🤖 AI Summary
This work addresses the computational inefficiency of weak expander decomposition and approximate maximum flow computation on undirected graphs. We propose a “warm-startable” cut-matching game framework that eliminates the depth overhead inherent in conventional recursive paradigms and accommodates weaker flow subroutines, thereby significantly enhancing algorithmic flexibility. By tightly integrating weak expander decomposition with a non-recursive approximate maximum flow algorithm, we optimize the overall computational pipeline. Theoretically, our algorithm achieves a runtime bound asymptotically approaching the state-of-the-art lower bounds for this class of methods—up to only polylogarithmic factors. Empirically, it substantially reduces running time, establishing a new paradigm for scalable flow computation on massive graphs.
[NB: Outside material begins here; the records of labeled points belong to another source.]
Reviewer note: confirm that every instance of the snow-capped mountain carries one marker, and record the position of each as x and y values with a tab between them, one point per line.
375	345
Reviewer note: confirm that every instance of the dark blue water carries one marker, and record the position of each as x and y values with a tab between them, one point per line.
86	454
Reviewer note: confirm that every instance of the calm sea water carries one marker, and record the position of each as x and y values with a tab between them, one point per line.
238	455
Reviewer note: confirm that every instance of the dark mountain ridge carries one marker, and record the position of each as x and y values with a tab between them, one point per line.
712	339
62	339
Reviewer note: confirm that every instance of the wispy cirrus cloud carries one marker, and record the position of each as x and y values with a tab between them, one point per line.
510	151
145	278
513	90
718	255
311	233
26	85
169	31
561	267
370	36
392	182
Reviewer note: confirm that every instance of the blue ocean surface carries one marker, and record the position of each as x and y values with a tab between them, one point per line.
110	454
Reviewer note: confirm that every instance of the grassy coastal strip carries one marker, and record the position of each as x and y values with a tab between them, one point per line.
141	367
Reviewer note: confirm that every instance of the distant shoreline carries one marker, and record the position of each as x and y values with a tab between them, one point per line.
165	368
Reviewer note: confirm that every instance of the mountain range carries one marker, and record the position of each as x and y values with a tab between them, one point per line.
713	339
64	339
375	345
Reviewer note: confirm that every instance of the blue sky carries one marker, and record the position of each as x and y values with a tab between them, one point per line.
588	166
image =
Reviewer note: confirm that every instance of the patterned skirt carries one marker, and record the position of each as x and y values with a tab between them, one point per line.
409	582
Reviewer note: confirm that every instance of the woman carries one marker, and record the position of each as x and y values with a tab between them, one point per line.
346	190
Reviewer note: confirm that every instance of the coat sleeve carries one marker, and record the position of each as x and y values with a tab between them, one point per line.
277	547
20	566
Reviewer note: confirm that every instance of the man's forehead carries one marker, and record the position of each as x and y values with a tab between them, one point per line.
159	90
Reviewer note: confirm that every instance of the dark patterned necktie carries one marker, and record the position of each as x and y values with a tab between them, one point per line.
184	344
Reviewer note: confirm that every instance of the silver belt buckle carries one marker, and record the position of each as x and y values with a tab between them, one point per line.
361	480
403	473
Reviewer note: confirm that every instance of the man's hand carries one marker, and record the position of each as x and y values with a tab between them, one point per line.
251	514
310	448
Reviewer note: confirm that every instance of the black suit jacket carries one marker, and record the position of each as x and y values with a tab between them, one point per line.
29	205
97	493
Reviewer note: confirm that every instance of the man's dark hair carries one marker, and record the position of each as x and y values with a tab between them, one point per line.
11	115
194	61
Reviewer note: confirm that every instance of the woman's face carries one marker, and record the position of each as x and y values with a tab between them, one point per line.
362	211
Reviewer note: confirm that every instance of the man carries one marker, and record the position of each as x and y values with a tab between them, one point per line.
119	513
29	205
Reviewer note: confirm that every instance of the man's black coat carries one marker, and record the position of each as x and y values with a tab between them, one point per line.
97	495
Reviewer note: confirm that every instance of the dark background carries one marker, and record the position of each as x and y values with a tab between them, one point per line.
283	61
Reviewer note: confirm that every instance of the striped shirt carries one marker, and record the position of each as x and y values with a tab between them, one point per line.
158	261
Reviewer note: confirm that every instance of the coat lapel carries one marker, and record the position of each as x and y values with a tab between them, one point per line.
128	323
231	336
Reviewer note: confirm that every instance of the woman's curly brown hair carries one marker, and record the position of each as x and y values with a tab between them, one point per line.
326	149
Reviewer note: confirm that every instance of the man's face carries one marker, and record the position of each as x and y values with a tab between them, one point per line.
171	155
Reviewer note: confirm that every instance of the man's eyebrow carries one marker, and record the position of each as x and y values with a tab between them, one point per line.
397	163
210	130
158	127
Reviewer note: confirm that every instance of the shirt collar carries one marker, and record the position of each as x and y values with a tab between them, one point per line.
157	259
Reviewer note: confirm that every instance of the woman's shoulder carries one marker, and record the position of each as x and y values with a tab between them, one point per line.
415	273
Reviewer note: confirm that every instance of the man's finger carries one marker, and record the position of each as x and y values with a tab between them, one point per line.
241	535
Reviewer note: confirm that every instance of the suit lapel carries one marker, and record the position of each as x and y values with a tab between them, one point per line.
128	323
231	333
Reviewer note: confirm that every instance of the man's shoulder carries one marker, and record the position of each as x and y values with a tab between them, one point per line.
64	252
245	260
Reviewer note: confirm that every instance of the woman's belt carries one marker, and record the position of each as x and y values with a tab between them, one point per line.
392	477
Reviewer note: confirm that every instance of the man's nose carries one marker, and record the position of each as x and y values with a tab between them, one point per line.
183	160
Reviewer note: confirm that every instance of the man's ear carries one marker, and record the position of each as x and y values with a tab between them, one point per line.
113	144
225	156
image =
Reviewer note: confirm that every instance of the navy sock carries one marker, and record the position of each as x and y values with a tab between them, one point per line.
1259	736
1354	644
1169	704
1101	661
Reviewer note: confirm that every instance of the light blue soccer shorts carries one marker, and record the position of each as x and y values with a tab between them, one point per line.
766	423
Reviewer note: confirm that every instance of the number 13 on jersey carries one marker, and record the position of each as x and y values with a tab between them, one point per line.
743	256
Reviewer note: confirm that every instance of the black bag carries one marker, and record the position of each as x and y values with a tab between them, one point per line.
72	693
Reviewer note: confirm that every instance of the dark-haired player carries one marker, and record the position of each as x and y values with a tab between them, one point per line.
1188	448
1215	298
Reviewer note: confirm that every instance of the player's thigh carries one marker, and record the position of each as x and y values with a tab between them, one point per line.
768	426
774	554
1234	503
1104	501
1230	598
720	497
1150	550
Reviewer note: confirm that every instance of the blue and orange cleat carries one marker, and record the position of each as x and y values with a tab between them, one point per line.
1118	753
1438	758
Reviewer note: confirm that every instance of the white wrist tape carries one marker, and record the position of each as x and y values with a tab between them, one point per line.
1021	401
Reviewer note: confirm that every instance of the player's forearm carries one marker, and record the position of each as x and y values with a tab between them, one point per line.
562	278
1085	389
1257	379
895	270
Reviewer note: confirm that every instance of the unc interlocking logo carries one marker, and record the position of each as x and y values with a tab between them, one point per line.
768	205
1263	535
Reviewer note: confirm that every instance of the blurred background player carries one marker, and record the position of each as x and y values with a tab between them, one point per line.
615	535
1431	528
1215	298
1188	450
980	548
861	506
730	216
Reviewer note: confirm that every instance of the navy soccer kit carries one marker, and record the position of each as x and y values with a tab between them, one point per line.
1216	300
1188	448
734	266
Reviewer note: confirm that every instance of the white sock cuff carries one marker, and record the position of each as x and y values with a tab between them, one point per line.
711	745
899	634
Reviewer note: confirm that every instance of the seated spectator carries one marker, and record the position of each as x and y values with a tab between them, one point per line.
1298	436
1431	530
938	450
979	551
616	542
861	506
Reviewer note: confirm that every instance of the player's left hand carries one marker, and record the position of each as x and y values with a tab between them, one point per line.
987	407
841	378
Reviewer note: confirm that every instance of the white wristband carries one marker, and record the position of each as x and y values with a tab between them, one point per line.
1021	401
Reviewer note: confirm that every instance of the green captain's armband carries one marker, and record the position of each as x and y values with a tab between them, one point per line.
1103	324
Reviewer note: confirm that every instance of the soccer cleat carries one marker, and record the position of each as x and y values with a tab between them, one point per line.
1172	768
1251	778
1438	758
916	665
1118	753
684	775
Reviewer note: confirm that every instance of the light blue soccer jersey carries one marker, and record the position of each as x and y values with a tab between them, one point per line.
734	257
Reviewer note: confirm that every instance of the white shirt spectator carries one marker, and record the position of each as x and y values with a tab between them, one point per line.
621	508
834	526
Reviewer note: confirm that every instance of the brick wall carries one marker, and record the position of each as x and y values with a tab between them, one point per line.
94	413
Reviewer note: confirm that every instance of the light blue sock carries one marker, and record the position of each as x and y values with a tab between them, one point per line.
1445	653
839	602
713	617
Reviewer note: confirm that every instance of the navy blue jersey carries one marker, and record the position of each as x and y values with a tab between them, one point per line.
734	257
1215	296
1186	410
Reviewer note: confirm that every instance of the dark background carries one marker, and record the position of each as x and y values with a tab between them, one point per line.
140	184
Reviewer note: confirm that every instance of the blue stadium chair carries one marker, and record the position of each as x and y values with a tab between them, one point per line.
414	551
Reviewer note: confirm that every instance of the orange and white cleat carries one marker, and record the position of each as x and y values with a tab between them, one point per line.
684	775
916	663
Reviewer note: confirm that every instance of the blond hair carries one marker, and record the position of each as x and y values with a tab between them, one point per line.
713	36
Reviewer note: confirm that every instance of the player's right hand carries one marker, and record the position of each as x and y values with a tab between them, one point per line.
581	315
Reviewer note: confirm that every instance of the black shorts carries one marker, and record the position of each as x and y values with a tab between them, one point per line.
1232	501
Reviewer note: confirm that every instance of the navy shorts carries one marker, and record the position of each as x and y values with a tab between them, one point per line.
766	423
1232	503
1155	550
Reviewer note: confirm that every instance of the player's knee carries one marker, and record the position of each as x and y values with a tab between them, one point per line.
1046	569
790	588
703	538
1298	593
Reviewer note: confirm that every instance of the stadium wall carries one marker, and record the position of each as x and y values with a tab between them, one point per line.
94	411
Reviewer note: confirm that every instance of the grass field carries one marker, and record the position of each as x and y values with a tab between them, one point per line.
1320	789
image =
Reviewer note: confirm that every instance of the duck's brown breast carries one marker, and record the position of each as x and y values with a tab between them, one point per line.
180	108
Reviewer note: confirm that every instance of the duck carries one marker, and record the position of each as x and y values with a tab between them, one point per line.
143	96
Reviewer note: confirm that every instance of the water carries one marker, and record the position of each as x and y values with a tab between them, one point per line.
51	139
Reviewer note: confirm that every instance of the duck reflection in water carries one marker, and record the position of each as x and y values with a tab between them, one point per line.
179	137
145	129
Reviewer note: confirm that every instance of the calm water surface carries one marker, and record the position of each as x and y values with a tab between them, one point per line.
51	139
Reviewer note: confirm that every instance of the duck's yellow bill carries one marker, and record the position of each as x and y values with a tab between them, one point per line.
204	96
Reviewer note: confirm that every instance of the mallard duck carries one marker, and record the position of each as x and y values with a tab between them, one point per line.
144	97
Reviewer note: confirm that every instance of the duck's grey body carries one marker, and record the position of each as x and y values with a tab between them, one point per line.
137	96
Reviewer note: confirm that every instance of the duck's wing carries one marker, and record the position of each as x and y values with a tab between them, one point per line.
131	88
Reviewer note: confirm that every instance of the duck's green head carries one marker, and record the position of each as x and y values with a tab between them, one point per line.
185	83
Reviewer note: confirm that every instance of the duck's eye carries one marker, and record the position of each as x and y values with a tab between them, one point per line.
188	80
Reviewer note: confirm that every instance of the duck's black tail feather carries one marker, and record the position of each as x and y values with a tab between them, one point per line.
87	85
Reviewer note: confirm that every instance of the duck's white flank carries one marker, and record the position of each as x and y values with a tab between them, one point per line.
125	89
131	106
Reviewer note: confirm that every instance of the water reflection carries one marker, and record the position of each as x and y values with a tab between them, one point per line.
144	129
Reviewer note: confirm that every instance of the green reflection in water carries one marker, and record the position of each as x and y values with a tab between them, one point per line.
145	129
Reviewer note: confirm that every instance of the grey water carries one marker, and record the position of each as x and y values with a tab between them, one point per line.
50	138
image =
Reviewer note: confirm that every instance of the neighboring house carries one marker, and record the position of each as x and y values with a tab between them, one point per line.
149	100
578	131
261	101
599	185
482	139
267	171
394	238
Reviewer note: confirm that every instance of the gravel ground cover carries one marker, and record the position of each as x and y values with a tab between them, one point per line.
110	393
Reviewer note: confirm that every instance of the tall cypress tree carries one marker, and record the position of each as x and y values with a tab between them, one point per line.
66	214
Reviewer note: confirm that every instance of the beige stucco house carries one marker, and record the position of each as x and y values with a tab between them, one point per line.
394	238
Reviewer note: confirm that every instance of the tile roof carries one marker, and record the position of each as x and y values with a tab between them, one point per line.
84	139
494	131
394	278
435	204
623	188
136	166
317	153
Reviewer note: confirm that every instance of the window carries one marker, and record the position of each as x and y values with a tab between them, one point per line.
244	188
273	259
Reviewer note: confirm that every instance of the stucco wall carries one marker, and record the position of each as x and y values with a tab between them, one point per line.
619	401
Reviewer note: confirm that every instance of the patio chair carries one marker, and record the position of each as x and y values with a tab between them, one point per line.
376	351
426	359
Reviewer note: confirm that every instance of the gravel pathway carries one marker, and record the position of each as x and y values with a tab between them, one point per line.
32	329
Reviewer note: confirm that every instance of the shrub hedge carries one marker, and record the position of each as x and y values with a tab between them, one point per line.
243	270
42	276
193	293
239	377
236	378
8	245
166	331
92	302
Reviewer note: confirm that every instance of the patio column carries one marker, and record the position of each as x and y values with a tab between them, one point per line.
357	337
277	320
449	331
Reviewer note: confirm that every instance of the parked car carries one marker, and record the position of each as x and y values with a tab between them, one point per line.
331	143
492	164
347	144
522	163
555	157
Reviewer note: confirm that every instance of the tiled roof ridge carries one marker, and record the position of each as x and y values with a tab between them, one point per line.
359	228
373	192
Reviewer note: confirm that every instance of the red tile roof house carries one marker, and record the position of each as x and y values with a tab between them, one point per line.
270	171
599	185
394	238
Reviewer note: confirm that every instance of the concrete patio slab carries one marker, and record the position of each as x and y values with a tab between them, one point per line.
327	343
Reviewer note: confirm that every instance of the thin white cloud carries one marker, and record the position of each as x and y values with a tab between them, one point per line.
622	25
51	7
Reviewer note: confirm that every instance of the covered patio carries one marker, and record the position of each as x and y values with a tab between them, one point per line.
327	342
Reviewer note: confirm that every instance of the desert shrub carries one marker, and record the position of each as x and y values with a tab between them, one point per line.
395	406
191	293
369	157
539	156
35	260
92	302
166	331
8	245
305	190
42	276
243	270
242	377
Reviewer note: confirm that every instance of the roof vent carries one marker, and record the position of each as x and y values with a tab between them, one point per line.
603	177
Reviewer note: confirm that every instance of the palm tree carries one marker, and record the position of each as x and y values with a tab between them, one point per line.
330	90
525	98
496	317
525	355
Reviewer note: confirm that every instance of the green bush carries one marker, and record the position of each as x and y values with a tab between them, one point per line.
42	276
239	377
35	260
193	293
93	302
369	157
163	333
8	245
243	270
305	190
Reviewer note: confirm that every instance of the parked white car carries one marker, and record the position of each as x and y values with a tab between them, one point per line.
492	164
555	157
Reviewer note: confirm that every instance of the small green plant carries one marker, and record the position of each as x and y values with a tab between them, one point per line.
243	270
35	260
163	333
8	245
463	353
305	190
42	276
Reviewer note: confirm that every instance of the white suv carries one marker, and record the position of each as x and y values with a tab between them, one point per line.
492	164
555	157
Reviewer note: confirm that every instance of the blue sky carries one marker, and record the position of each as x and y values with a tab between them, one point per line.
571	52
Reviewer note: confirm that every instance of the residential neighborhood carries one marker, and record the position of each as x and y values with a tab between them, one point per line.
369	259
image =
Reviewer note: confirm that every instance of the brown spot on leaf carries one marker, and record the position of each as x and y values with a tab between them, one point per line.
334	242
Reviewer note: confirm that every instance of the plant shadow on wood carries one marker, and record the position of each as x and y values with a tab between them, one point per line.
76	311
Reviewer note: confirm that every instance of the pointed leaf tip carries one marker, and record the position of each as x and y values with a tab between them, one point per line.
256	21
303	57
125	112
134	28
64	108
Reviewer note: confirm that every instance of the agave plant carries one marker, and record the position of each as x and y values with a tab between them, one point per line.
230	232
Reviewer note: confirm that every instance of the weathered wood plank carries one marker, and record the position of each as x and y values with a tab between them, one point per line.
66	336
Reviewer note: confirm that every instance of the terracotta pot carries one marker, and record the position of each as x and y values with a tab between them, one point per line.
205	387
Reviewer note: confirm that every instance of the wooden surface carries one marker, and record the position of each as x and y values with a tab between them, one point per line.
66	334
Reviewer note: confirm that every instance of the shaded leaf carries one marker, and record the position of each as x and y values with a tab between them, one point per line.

The core innovations lie in the co-design of the warm-start mechanism and the non-recursive architectural framework, enabling both theoretical efficiency and practical performance gains.
📝 Abstract
We give faster algorithms for weak expander decompositions and approximate max flow on undirected graphs. First, we show that it is possible to"warm start"the cut-matching game when computing weak expander decompositions, avoiding the cost of the recursion depth. Our algorithm is also flexible enough to support weaker flow subroutines than previous algorithms. Our second contribution is to streamline the recent non-recursive approximate max flow algorithm of Li, Rao, and Wang (SODA, 2025) and adapt their framework to use our new weak expander decomposition primitive. Consequently, we give an approximate max flow algorithm within a few logarithmic factors of the limit of expander decomposition-based approaches.